The MP game unifies three things in a single framework: the structure of proof, the orbits of dynamical systems, and the fixed points of recursive types. They are the same mathematical object read in three different languages: logic, analysis, and type theory.

The true danger of this game lies in the third fate: the infinitely extending orbit. You cannot determine from outside whether an orbit will halt — this is not a matter of insufficient computational power, but undecidability in principle. Every time you write down a proof, you are in effect claiming: this orbit will halt, and it will halt precisely where you want it to. This claim, in a sufficiently strong system, cannot be verified by the system itself.

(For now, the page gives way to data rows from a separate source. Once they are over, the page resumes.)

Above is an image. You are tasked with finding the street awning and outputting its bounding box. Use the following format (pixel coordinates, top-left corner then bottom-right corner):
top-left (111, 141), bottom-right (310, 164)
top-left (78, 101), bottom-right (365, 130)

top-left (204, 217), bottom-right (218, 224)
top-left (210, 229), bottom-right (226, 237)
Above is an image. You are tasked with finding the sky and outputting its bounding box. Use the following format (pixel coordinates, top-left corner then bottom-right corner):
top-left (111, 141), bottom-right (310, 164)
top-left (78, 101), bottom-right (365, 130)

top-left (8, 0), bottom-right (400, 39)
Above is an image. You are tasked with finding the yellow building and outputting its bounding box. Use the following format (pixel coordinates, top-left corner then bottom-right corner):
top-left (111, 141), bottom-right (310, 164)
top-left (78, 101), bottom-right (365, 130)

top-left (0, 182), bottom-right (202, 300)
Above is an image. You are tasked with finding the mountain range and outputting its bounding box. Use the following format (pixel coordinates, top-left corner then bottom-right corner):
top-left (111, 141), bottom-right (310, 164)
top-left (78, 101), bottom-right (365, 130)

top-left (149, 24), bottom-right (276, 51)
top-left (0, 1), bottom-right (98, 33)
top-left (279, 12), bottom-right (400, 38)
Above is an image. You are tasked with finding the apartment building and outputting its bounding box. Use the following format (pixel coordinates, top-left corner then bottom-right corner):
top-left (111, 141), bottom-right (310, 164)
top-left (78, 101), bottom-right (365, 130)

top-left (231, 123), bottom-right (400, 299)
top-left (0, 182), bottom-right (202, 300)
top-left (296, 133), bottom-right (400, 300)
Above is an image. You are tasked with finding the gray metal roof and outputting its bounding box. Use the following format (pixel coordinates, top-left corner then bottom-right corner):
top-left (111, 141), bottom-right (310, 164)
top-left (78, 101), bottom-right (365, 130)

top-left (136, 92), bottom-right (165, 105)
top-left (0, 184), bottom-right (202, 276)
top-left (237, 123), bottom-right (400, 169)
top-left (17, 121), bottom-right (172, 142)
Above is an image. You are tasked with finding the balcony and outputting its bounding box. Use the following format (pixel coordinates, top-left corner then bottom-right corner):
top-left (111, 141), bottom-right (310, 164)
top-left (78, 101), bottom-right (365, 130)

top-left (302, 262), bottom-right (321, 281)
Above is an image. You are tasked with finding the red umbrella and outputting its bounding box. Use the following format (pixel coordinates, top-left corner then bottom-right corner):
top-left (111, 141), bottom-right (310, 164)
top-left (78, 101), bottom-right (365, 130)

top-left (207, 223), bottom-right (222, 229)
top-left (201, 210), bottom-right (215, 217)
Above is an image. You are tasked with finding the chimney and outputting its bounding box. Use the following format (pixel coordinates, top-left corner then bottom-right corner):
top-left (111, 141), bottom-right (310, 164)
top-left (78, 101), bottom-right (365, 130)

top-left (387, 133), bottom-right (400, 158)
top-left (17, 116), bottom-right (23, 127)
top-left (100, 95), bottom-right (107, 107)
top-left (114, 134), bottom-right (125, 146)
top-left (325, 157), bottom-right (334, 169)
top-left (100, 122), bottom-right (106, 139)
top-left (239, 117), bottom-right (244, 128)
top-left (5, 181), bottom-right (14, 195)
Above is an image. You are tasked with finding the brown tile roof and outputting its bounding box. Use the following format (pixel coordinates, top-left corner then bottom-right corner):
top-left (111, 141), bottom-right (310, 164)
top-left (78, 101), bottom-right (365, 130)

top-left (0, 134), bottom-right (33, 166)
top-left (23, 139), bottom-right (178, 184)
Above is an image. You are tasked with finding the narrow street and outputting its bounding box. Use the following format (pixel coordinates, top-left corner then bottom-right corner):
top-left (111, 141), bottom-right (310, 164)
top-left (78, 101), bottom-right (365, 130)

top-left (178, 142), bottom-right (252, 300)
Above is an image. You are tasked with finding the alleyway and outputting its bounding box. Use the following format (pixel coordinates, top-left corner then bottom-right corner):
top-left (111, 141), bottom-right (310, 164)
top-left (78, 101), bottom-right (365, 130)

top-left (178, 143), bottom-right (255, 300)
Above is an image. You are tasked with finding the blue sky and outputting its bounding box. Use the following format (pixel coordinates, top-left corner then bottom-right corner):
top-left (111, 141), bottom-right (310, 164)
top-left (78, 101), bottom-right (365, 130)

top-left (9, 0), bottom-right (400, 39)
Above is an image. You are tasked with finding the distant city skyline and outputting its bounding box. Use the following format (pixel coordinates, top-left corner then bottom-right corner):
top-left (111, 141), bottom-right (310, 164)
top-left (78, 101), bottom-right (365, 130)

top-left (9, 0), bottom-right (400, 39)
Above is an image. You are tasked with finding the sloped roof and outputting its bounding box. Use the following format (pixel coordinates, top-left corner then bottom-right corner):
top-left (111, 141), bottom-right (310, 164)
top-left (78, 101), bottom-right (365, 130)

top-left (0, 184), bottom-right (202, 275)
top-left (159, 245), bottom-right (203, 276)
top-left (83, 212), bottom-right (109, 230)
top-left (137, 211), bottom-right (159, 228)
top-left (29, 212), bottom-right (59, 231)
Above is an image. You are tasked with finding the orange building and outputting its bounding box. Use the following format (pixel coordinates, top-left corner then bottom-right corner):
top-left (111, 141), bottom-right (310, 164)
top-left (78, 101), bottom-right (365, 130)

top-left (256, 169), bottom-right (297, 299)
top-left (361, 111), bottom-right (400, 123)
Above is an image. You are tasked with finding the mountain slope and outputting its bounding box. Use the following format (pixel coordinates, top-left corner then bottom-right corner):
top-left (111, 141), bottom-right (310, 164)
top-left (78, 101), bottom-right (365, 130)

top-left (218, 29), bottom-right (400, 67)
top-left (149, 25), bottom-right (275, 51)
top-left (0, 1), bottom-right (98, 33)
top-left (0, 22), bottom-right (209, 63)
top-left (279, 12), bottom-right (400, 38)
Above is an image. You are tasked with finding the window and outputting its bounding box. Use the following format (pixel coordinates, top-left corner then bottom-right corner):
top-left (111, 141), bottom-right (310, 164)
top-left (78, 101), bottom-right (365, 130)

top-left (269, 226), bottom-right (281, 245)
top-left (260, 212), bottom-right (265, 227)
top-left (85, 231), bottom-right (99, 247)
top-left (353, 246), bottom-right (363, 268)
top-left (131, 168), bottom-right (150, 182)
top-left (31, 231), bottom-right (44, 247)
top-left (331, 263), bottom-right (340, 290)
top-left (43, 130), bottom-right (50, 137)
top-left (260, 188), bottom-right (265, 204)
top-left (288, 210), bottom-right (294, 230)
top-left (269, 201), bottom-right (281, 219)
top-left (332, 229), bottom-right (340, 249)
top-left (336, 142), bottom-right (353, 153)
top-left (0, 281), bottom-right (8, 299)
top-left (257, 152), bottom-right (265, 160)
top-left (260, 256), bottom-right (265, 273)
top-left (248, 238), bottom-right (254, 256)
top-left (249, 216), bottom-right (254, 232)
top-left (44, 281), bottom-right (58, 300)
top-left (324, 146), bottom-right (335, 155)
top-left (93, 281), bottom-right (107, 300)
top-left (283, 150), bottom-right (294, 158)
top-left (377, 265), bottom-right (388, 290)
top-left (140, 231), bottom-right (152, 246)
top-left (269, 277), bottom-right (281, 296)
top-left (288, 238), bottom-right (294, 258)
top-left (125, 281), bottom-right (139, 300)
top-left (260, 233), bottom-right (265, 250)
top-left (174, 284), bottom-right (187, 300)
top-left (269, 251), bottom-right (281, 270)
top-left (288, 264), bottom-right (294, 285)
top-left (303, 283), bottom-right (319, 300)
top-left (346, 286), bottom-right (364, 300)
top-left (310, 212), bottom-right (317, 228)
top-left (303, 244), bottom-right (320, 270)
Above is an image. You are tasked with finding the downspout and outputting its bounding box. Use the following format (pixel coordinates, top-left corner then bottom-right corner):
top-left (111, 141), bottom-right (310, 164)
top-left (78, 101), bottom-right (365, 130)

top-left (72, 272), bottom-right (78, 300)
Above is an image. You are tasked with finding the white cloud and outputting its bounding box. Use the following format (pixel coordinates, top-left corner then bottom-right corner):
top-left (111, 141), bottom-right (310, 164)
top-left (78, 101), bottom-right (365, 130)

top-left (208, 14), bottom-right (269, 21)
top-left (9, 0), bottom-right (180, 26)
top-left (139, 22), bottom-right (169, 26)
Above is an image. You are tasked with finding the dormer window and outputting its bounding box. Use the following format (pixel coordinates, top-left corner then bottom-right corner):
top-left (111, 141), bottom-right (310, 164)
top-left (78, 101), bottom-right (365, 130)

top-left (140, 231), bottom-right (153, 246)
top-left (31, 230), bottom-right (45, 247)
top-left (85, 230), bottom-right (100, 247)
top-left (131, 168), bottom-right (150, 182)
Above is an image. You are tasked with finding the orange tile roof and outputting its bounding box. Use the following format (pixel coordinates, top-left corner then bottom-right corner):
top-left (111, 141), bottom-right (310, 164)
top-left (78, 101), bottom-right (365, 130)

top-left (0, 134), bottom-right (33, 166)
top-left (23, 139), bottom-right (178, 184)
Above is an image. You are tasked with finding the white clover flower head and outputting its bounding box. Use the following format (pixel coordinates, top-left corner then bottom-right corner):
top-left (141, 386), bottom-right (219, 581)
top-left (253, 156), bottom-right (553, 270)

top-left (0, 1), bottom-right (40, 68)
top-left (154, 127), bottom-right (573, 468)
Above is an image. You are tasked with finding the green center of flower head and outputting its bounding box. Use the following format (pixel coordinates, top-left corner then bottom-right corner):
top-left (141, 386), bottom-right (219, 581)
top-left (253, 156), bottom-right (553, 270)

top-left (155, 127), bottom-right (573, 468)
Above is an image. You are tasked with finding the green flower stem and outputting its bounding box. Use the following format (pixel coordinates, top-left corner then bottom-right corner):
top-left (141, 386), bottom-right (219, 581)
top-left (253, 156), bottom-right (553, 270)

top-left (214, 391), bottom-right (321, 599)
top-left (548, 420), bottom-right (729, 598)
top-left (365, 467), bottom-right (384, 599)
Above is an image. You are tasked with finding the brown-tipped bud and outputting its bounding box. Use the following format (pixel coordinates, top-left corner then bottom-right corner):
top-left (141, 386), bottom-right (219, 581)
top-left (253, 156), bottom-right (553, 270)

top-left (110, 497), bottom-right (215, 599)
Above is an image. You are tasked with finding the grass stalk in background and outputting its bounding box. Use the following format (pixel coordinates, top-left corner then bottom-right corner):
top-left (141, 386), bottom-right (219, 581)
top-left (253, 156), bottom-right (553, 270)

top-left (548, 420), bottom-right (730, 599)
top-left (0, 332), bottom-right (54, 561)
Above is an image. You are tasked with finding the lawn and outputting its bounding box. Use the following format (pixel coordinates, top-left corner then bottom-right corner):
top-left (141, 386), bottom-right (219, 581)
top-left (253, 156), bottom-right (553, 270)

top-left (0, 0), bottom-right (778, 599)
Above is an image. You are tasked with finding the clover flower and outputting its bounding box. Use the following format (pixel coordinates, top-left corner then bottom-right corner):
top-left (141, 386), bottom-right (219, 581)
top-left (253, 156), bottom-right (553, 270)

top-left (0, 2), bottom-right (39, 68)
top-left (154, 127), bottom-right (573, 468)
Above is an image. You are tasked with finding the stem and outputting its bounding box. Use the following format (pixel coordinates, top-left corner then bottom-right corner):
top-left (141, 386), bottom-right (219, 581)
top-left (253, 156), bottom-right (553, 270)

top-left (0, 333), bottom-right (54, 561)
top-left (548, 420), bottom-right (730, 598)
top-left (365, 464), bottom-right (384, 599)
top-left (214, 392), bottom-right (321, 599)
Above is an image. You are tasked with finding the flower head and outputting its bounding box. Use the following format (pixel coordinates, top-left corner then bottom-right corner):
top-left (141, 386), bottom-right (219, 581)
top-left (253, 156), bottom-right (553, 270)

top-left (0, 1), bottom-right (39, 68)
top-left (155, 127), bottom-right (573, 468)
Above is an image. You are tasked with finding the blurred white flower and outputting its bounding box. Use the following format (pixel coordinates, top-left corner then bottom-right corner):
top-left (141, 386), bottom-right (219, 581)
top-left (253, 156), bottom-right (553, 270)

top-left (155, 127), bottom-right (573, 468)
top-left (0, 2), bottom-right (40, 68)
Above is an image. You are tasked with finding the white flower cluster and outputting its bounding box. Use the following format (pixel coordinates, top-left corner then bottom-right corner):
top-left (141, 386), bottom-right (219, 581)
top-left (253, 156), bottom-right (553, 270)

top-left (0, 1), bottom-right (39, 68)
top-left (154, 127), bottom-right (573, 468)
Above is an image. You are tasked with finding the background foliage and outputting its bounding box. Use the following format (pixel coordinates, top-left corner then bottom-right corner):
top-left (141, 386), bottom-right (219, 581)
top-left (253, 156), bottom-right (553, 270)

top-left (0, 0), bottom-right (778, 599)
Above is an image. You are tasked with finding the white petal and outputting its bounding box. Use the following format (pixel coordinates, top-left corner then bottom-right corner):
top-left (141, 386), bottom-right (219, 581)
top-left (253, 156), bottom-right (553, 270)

22.3 Dependent Types: Propositions as Objects

The Curry-Howard correspondence holds in simple type theory. But what happens if we make the type system strong enough — allowing types to depend on values?

Dependent types allow expressions like: the type $Vec (A, n)$ means "a vector of type $A$ of length $n$ ," where $n$ is a concrete natural number, not a type variable. The "inhabitants" (programs) of this type are all vectors whose length is exactly $n$ .

Dependent Types: Letting Types Carry "Proofs" (Prior Work: Martin-Löf, 1975)

In ordinary programming languages, types and values are separated: int is a type, 42 is a value, and the type does not know what the specific value is.

Dependent types break this separation: types can depend on values.

Examples:

Ordinary type: Vec<int> (integer vector, regardless of length)
Dependent type: Vec<int, 5> (a vector of exactly 5 integers, the length encoded in the type)

Why is this useful? Because more precise types = stronger compile-time checks. If the function signature is concat : Vec<A, m> -> Vec<A, n> -> Vec<A, m+n>, the compiler will automatically verify that the length after concatenation is correct — no runtime checking needed, bounds violations are impossible.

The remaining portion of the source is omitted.